While Lindh’s saga has received intense scrutiny, it points to the dozens of lower-profile cases where Americans linked to extremist groups will be released from prison over the next several years.

The U.S. has not established any organized program to deal with them. To date, Americans once imprisoned for ties to radical Islamist groups have not emerged to carry out attacks in the United States. Some foreign extremists detained at the U.S. prison in Guantánamo Bay, Cuba, have returned to the battlefield abroad after they were released.

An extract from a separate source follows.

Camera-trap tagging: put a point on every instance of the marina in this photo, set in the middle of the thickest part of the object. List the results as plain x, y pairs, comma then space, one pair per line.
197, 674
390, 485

Lindh was born in Washington, D.C., where his father, Frank Lindh, graduated from Georgetown Law and worked for the Justice Department. The family moved to Marin County, outside San Francisco, when Lindh was 10.

Raised as a Catholic, at 16 he converted to Islam. With support from his parents, he went to Yemen to study Islam and Arabic and then went on to Pakistan in 2000. The following year, he crossed the border to Afghanistan to volunteer as a Taliban soldier.

“Here’s where John starts to get himself in trouble,” Frank Lindh said in 2013. “It never crossed our mind that he would go into Afghanistan, but that’s what he did in spring of 2001.”

Lindh and his family say he went to help the group as it battled other Afghan factions, though the Taliban’s own abuses were widely known at the time.

In the summer of 2001, Lindh was at a Taliban training camp when al-Qaida leader Osama bin Laden visited. The two spoke briefly, according to Lindh’s father.

The Taliban sent Lindh to the far northeast of the country shortly before al-Qaida’s Sept. 11 attacks in the United States. He remained with the Taliban until a group of several hundred surrendered near the end of November.